Originally created at the New York Times, Store (3,500+ GitHub stars) helps Android apps manage data fetching, caching, and sharing. Dropbox rebuilt it as Store 4 using Kotlin Coroutines and Flow to align with modern Android architecture and solve critical memory management issues.
Key Takeaways
- Switched from RxJava to Kotlin Flow for structured concurrency and automatic leak prevention
- Fills the Repository gap in Android Jetpack's architecture with reusable abstractions
- Prevents duplicate network requests through inflight debouncing (major data usage reduction at NYT)

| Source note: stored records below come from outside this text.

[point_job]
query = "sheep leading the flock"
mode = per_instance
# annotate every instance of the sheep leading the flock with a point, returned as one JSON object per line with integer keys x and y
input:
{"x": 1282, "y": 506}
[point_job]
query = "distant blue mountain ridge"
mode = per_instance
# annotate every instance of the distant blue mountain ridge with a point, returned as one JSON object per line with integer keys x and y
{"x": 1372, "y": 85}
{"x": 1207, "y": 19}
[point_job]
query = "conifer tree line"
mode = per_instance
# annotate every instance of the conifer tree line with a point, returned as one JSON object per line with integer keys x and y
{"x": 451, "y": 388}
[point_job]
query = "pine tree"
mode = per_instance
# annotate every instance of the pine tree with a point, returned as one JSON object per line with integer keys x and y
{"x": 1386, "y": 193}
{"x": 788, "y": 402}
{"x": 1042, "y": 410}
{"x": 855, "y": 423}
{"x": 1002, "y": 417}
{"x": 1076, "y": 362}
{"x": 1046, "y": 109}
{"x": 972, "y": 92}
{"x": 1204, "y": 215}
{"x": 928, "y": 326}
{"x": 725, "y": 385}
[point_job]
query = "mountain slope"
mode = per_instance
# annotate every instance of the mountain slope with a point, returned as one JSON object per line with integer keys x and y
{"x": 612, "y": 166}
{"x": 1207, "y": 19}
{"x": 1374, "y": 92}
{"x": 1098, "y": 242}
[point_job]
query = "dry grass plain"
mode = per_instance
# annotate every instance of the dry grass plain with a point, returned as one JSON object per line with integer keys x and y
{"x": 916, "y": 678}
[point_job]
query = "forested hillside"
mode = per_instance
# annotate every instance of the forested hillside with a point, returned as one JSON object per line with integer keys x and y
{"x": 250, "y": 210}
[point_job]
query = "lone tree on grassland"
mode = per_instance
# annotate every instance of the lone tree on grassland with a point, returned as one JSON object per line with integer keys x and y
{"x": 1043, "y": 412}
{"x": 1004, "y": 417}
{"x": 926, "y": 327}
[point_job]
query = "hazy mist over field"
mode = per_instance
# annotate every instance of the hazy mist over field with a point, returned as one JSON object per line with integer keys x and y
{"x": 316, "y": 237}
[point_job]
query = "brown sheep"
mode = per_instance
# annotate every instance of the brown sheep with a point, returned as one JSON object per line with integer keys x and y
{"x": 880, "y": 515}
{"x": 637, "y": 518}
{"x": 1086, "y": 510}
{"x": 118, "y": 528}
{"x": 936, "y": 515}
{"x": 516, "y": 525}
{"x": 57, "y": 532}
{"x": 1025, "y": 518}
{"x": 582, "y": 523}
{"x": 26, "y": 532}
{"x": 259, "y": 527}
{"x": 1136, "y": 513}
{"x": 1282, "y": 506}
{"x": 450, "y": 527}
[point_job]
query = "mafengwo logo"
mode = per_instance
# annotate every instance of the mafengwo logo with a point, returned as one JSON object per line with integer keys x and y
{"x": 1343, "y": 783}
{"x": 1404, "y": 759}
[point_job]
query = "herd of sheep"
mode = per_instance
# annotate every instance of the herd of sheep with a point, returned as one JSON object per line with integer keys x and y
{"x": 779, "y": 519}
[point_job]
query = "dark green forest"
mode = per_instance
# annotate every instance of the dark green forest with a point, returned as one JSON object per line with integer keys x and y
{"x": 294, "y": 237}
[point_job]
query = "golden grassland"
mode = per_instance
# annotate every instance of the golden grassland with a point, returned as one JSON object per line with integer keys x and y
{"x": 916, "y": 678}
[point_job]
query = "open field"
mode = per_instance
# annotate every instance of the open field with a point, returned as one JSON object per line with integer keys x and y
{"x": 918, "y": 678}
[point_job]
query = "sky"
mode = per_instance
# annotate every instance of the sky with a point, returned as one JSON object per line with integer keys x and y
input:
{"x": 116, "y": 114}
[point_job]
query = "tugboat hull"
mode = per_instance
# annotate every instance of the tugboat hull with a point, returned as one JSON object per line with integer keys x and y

- Supports disk as source of truth with Room, SQLDelight, or Realm for offline-first apps
- Returns sealed class responses (Loading/Data/Error) so UI streams never break on errors
Store 4 provides production-ready repository pattern implementation with memory caching, disk persistence, request deduplication, and guaranteed leak prevention through Kotlin's structured concurrency.
About This Article
Android apps were using too much data because RxJava's disposable-based subscription model made it easy for engineers to forget calling dispose(). This directly caused memory leaks in embedded systems that had limited resources.
Dropbox rewrote Store 4 in Kotlin using Flow's suspend functions. These enforce structured concurrency by requiring coroutine scope definition at creation time, rather than relying on manual disposal later.
Store's built-in inflight debouncer prevented duplicate requests for identical data. After the New York Times implemented it, data usage dropped significantly.